Zuckerman v. Franz

573 F. Supp. 351, 1983 U.S. Dist. LEXIS 12821
CourtDistrict Court, S.D. Florida
DecidedOctober 12, 1983
Docket82-6432-CIV-JAG
StatusPublished
Cited by15 cases

This text of 573 F. Supp. 351 (Zuckerman v. Franz) is published on Counsel Stack Legal Research, covering District Court, S.D. Florida primary law. Counsel Stack provides free access to over 12 million legal documents including statutes, case law, regulations, and constitutions.

Bluebook
Zuckerman v. Franz, 573 F. Supp. 351, 1983 U.S. Dist. LEXIS 12821 (S.D. Fla. 1983).

Opinion

ORDER

GONZALEZ, District Judge.

THIS CAUSE has come before the Court for review upon the Defendants, Heinicke Instruments Company, Wilbur L. Morrison, Jacob T. Carwile, Carl A. Jacobson, Chester A. Warner, Rolf G. Franz, Alberto L. Vega and Rudolph Israel’s Motion to Dismiss, or Motion to Strike or for more Definite Statement. The court has considered the record and heard extensive oral argument by counsel.
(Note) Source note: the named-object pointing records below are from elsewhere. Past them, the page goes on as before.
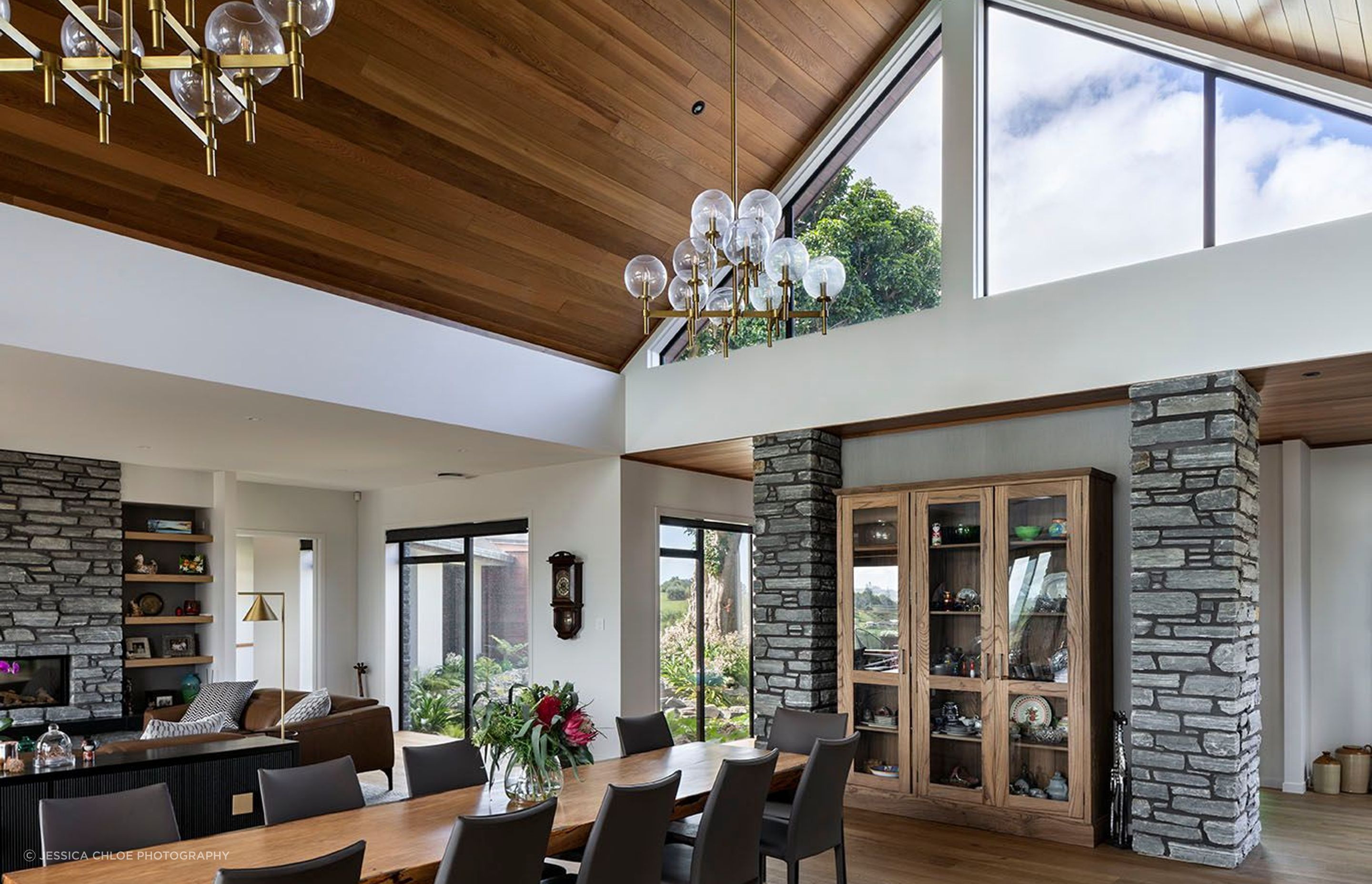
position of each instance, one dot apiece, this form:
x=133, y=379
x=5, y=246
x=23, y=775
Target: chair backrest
x=342, y=866
x=795, y=731
x=508, y=849
x=309, y=791
x=817, y=816
x=732, y=827
x=442, y=766
x=626, y=843
x=643, y=733
x=74, y=828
This is a securities class action brought by plaintiff, Karl Zuekerman against the individual members of the Board of Directors of Heinicke Instruments Company and Heinicke itself for violations of Section 10(b) [15 U.S.C. § 78j(b) ] and 14(e) [15 U.S.C. § 78n(e) of the Securities Exchange Act of 1934, as well as Rule 10b-5 [17 C.F.R. 240 10b — 5] and Rule 10b-6 [17 C.F.R. 240 10b — 6], promulgated pursuant to Section 10b-6.
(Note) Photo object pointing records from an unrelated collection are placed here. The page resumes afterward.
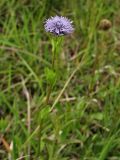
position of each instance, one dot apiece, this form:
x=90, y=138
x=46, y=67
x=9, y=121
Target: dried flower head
x=59, y=25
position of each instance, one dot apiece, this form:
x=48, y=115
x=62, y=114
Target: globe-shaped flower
x=59, y=25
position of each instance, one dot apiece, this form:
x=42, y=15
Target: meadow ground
x=82, y=119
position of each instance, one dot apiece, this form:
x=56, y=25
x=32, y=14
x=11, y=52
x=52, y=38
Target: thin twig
x=65, y=86
x=28, y=112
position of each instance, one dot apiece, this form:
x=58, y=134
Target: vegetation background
x=84, y=122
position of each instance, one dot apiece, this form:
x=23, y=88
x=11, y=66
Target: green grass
x=82, y=120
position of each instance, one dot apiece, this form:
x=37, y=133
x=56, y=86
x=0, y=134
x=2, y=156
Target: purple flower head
x=59, y=25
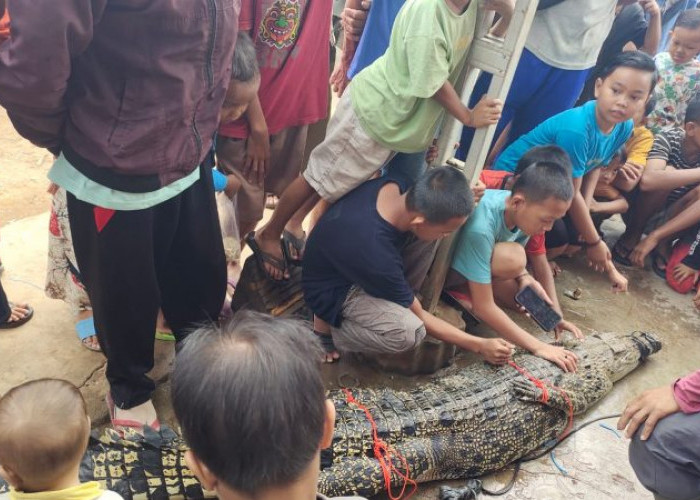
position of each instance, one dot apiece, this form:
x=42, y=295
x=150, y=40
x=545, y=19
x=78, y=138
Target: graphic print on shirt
x=280, y=26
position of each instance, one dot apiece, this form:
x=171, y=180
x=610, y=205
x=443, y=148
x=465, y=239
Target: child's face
x=622, y=94
x=238, y=97
x=684, y=45
x=536, y=217
x=427, y=231
x=609, y=172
The complaint alleges a fraudulent scheme on the part of the defendants from early 1980 through January 15, 1982 which materially misled and deceived the investing public as to the true financial condition of Heinicke. Plaintiff alleges said scheme was perpetrated by the public filings, press releases, and other public communications issued by Heinicke and its Board of Directors, as well as the reaction of the securities market to these filings, releases and communications.

As a result of this alleged scheme, the plaintiff and other class members allege that they have been substantially damaged.
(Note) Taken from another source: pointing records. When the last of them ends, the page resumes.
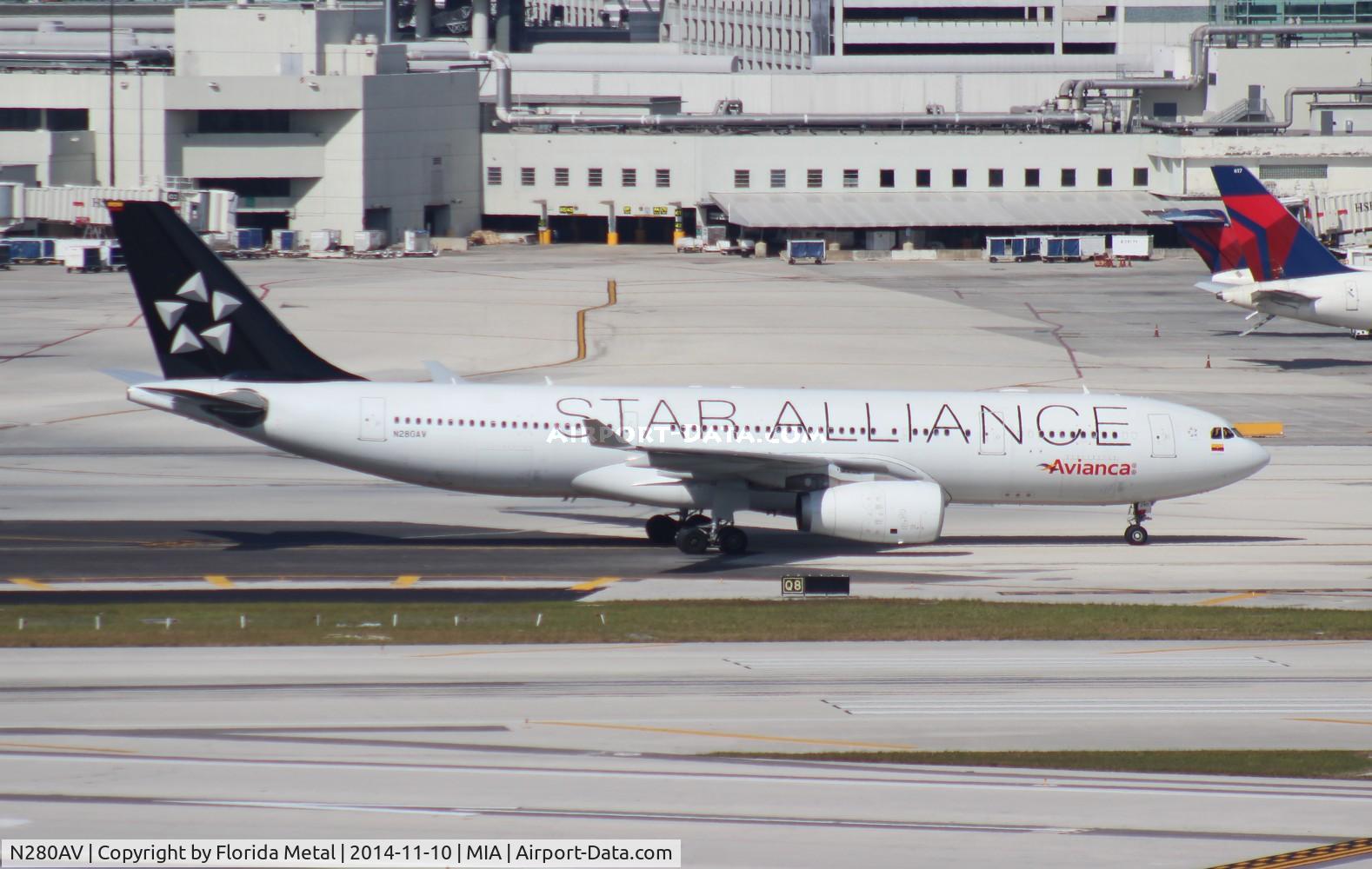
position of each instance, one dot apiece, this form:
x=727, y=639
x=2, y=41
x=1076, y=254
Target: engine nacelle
x=887, y=512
Defendants have filed a motion to dismiss the plaintiff’s complaint or in the alternative, motion to stay the proceedings, and/or motion to strike or for a more definite statement, on the grounds that plaintiff fails to state a claim under Section 10(b) due to the absence of individual reliance on documents issued by Heinicke; and that plaintiff lacks standing since he failed to allege being defrauded in connection with the purchase or sale of securities.

Defendants have also alleged that the plaintiff failed to plead fraud with sufficient particularity to satisfy Federal Rule of Civil Procedure 9(b). In addition, defendants allege that plaintiff’s Section 14(e) claim fails to allege the existence of a tender offer or reliance upon the document in support of said tender offer.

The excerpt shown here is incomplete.